Consder more general numerators and denominators in the convergents. For example, what happens when \(i\) or \(\sqrt{5}\) appears in the table used to compute convergents? A division and remainder method of sorts should still be available, and it might be feasible to squeeze out the integer parts by Newton’s method, to produce integer continued fraction terms. This trick probably generalizes, suggesting we may be able to derive a continued fraction for exponential, trigonometric or hyperbolic trigonometric functions applied on algebraic numbers.

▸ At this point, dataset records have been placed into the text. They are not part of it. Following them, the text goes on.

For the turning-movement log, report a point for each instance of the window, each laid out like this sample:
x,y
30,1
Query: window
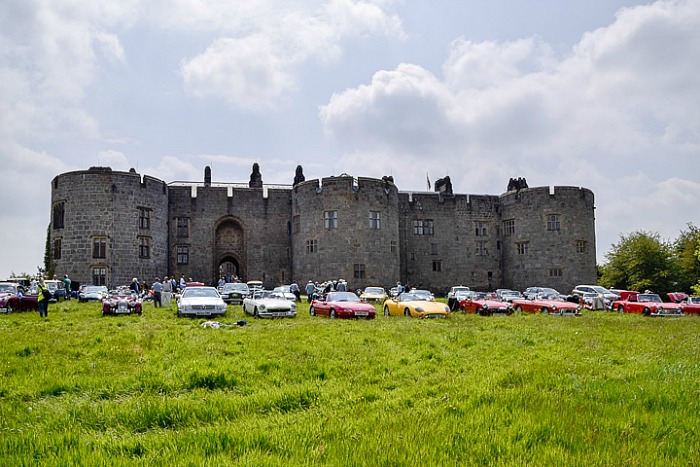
x,y
374,220
59,211
57,248
423,227
330,219
144,247
183,227
509,227
183,254
523,247
99,276
144,218
553,222
312,246
359,271
99,248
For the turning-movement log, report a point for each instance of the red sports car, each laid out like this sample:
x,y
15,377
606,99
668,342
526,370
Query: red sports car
x,y
689,305
121,302
11,299
342,305
481,304
648,304
547,303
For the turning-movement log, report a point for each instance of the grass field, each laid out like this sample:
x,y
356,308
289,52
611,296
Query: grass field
x,y
600,389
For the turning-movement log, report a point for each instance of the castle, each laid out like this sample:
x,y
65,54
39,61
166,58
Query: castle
x,y
110,226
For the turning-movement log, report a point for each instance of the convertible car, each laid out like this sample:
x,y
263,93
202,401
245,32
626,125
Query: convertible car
x,y
267,304
122,302
11,299
410,304
342,305
481,304
547,303
200,301
648,304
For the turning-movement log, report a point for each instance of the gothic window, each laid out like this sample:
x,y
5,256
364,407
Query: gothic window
x,y
144,247
183,254
144,218
375,220
553,222
99,247
59,211
183,227
330,219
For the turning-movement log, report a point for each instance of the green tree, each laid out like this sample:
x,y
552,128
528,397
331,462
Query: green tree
x,y
640,261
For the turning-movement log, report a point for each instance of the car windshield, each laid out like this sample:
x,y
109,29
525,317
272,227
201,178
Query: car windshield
x,y
342,297
649,297
8,288
203,292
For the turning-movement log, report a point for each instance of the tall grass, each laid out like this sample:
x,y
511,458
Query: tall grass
x,y
601,389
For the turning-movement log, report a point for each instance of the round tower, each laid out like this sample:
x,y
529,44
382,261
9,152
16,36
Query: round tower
x,y
345,228
548,238
108,227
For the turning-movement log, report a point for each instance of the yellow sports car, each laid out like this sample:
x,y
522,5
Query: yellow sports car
x,y
409,304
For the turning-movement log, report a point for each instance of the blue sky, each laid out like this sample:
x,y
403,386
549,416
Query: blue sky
x,y
596,93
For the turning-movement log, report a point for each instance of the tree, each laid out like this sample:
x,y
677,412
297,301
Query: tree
x,y
640,261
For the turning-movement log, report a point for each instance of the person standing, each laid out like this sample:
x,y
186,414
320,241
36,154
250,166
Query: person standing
x,y
43,294
157,293
167,291
66,285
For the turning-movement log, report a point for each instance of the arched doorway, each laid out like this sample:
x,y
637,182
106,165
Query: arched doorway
x,y
229,249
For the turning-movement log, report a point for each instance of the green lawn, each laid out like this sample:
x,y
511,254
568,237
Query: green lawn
x,y
600,389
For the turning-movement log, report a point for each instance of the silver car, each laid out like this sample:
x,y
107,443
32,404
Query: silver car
x,y
200,301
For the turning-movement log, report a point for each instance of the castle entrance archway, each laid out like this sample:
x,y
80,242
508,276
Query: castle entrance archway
x,y
229,249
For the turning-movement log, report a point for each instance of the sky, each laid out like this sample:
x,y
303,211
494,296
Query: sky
x,y
603,94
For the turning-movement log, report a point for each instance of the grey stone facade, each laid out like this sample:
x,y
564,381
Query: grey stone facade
x,y
363,230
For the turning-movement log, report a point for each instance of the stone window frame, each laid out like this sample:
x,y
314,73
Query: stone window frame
x,y
358,270
523,247
330,219
57,248
311,246
59,215
509,227
553,222
99,246
144,218
182,253
375,220
182,227
144,247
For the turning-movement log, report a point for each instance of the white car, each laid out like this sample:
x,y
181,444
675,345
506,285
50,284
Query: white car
x,y
268,304
200,301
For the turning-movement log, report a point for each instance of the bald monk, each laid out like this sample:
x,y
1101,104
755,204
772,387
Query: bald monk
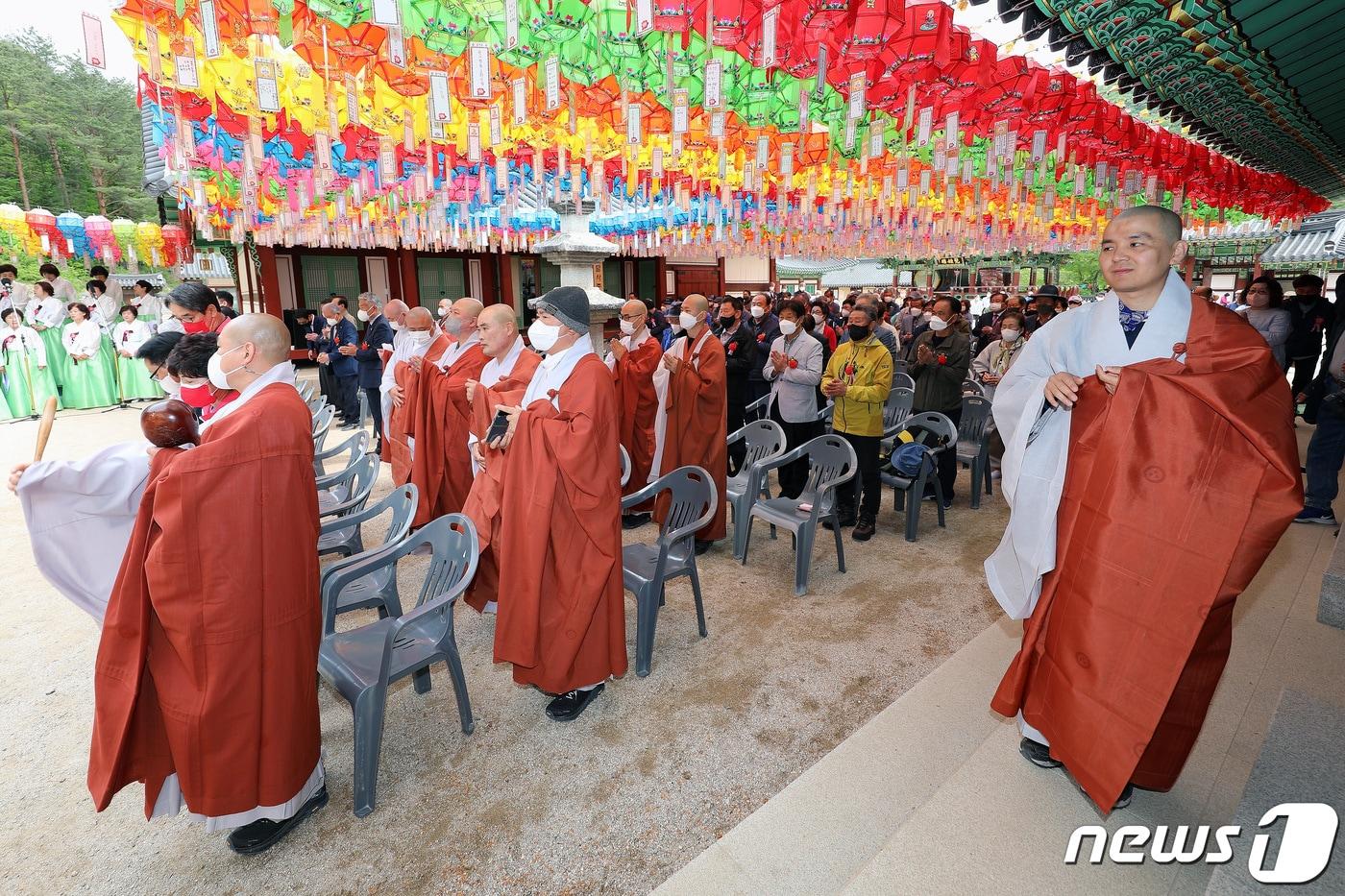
x,y
204,684
696,410
632,361
554,513
441,467
503,382
413,342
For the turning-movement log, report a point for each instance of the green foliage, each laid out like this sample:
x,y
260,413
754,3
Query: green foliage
x,y
77,133
1082,269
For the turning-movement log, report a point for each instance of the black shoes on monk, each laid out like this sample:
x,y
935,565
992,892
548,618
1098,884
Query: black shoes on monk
x,y
264,833
571,705
1038,754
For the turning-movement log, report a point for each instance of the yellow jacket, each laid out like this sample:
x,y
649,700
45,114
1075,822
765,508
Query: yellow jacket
x,y
867,370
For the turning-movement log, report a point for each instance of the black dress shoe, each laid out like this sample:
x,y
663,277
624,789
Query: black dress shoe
x,y
569,707
1038,754
264,833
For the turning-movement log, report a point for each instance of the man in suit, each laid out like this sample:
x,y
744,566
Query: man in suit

The above formulas give us a series of rational functions \(p(x)/q(x)\) that are approximations of some function \(f(x)\). If \(x\) is a transcendental and we know some sequence that converges to \(x\), one natural tactic is to substitute closer and closer convergents of \(x\) into \(p(x)/q(x)\) to find its integer part and hence a continued fraction expansion for \(f(x)\). I’m guessing the costs outweight the benefits.
Converging to Integers
We have ignored a major problem with continued fractions. If we square \(\sqrt{2} = [1;2,...]\) using the quadratic algorithm, we will never be able to output the first digit, as two successive convergents always have differing integer parts.
References
I read some papers that address some of the above, and am too lazy to summarize them:

Lester, “Effective Continued Fractions”

Vuillemin, “Exact Real Computer Arithmetic with Continued Fractions”
They can be found online via Google Scholar.
AJ van der Poorten, Continued fractions of formal power series: let \(F_0, F_1, ...\) be the Fibonacci sequence. Then the continued fraction expansion of \(\sum_{i\ge 0} 2^{F_i}\) often has very large terms, each of which dwarfs the previous one. Perhaps it could be used as a benchmark for continued fraction software.